Cette dernière a fait opposition par lettre recommandée avec accusé de réception du 18 mai 2015 à l'ordonnance, rendue par le président du tribunal de commerce de Libourne le 20 avril 2015, lui enjoignant de payer à la société CCM la somme principale de 285 408,53 euros à titre de factures impayées.
L'affaire a été renvoyée au visa de l'article 1408 du Code de procédure civile devant le tribunal de commerce de Bordeaux qui, par jugement contradictoire et en premier ressort du 27 juin 2016, a :
- dit l'opposition recevable,
- condamné la société CLDC à payer à la société CCM la somme de 285 408,53 euros (deux cent quatre-vingt-cinq ille quatre cent huit euros et cinquante-trois centimes) outre les intérêts au taux légal à compter du 5 février 2015,
- ordonné la capitalisation des intérêts à compter de l'année suivant le présent jugement,
- débouté la société CLDC de sa demande fondée sur l'article L. 442-6 I 5° [ancien] du Code de commerce,
Et de ses autres demandes,
- condamné la société CLDC à payer à la société CCM une indemnité de procédure de 2 000 euros (deux mille euros) ainsi qu'aux dépens,
- ordonné l'exécution provisoire du jugement.
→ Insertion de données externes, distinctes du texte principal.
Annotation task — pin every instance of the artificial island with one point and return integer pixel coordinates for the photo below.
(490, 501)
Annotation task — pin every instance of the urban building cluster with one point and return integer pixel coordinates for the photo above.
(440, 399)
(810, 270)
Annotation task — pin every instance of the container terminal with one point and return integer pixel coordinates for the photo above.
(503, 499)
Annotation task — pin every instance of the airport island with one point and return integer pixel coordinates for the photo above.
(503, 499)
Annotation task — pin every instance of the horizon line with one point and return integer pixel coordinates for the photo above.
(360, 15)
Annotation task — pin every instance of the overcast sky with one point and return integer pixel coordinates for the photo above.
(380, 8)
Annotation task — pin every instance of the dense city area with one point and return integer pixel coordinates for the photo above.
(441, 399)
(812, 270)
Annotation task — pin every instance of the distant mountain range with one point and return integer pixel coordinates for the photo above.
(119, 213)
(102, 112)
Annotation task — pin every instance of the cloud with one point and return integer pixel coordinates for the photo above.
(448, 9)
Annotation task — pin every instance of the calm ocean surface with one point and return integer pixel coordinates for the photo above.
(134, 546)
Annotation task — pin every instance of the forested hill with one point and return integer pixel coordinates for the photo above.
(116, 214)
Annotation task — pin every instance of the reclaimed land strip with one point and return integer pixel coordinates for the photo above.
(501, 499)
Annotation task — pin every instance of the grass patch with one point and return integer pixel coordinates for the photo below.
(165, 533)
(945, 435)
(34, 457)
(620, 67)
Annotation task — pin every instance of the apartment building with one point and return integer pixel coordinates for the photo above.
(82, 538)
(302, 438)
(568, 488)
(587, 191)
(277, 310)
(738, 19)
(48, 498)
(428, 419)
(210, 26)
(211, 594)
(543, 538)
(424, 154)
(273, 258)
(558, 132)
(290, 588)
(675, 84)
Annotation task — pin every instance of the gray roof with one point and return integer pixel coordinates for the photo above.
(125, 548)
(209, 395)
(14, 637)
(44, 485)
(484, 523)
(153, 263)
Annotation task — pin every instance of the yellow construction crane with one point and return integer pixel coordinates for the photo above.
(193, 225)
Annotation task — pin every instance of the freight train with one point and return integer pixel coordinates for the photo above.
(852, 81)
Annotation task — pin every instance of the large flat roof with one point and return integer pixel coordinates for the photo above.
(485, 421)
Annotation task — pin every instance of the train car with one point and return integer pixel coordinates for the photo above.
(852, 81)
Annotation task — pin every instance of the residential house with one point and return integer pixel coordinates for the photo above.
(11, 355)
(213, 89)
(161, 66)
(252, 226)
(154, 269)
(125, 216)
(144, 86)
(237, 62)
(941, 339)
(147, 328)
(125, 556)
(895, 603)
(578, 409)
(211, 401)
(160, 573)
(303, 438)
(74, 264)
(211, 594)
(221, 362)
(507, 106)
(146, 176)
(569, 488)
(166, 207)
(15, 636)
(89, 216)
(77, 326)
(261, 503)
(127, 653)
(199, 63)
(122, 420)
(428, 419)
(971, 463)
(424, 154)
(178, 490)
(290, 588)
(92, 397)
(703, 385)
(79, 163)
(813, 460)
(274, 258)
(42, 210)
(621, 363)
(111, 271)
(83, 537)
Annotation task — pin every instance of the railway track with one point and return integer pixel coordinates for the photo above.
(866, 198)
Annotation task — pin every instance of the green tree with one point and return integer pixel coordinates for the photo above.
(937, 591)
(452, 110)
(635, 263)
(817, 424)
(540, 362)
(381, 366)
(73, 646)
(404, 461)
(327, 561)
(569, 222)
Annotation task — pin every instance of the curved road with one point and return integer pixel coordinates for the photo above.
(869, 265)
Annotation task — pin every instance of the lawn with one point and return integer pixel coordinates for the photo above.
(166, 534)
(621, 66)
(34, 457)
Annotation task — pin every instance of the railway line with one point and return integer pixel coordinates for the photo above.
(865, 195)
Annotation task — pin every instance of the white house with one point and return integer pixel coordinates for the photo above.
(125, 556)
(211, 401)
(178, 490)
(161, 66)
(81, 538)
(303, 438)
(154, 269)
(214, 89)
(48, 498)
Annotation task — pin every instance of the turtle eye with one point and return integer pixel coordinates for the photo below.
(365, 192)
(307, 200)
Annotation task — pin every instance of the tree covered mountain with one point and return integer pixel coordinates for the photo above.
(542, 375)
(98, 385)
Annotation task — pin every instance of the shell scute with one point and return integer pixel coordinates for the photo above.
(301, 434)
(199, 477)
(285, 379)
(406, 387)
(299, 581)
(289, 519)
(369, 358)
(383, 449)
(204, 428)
La société Compagnie Libournaise de Distribution de Crus (CLDC) est appelante de ce jugement devant la présente cour suivant déclaration du 1er mars 2017.
Par jugement du 1er août 2016, le tribunal de commerce de Libourne a ouvert une procédure de redressement judiciaire de la société CLDC et désigné la Selarl Christophe Mandon, en qualité de mandataire judiciaire de celle-ci.
Par conclusions transmises par RPVA le 11 juin 2019, la société CLDC et ce mandataire judiciaire, ès qualités demandent à la cour de :
- déclarer recevable et bien fondé son appel ;
- déclarer recevable et bien fondé l'intervention volontaire de la Selarl Christophe Mandon.
- réformer le jugement entrepris en toutes ses dispositions ;
Vu les dispositions de l'article L. 442-6 I 5° du Code de commerce et 1134, 1135, 1147 et 1382 du Code civil,
- dire brusque et abusive la résiliation par la société CCM de leurs relations commerciales ;
- dire que la société CCM s'est livrée à des manœuvres déloyales en l'évinçant de son partenariat avec le Groupe Intermarché, faisant preuve de parasitisme.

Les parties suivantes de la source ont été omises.